Mackenzie also explained the new building project for KidzCan, which took off in November 2021.

“Imagine we have a patient from Victoria Falls taking a bus at 6 pm to Parirenyatwa Referral Hospital for chemotherapy, arrives in Harare at 6 am and spends 4 hours on a drip and at 6 pm they are on the same bus back home.”

“She has been doing this for the past two, and half years every six weeks, and yet she needs to recover for another cycle, hence the home we have started to build in Harare, and we want you to be part of it. We have different partners coming to sponsor a room where you also get branding rights when we finish.”

“The home will accommodate 30 patients so that when they come for treatment they have somewhere to put up. All we are saying is that there are many ways to make a difference. We believe that we do not try to make a difference, we make a difference,” said Mckenzie.

Mackenzie further explained the meaning of the KidzCan colours and the use of the bandana.

“We wear orange because it is a happy colour, a tint of hope.

And the bandanas, because part of the side effects of treating childhood cancer is that our children  lose their hair, and while in hospital they cover the head so they do not look different and when we visit  we do this in support, an act of solidarity” said Mackenzie.

Mackenzie explained that 75% of the KidzCan budget is locally funded which therefore calls for hard work and a responsible generation that cares for others.

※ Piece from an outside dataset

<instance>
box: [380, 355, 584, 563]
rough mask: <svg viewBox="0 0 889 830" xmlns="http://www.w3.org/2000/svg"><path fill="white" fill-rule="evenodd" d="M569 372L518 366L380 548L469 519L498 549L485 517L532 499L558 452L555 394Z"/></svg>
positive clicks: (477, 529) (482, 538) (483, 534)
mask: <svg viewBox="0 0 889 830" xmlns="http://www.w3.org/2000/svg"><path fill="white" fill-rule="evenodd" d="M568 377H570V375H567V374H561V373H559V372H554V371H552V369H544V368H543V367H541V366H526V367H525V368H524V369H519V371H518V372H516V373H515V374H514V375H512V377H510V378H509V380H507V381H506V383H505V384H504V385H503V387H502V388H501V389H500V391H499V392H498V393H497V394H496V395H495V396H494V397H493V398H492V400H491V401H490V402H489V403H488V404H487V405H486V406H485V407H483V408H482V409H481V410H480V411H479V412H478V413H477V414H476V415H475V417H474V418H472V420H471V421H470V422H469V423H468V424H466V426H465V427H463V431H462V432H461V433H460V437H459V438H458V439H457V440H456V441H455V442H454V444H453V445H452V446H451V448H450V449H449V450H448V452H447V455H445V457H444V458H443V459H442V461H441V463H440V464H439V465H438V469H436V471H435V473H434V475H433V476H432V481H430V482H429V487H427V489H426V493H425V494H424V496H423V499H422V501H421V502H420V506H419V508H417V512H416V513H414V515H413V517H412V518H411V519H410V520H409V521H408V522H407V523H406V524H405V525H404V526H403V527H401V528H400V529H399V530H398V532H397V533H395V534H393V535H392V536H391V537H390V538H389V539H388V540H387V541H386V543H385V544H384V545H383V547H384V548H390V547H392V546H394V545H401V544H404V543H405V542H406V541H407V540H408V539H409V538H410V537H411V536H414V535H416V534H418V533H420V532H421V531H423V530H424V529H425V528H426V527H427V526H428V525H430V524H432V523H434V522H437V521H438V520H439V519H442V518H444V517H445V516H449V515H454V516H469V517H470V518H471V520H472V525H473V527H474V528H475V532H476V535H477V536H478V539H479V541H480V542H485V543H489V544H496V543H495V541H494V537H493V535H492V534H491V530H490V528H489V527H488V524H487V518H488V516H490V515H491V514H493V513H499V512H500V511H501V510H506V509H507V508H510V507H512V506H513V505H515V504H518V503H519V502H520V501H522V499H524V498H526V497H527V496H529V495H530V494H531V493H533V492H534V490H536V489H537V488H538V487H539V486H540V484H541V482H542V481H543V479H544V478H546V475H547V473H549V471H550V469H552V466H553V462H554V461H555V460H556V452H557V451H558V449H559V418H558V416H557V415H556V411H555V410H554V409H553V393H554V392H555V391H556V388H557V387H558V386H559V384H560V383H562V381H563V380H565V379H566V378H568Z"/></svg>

“It is against this background that the youth ought to work hard so they can assist in making a difference. It is possible to raise huge figures if all come together to make a difference.

I always say we may not be able to change a life but together we can make a difference. As youth we should always strive to do things that make a difference,” said Mckenzie.

The event, which attracted 700 youths from across the country, was meant to capacitate as well as develop youths who can make a difference in the community.

Business executive and farmer Jeffrey Mutonga also chronicled his inspirational story of how he extracted himself from a poor background, and yes, it is possible for the youths of today to do the same.

Mr. Enoch Chiwawa of The Salvation Army church who organised the event echoed the same words, encouraging the youth to strive towards excellence.

“You need to formalise your businesses and employ professionalism in your work, that way success will be guaranteed, said Chiwawa.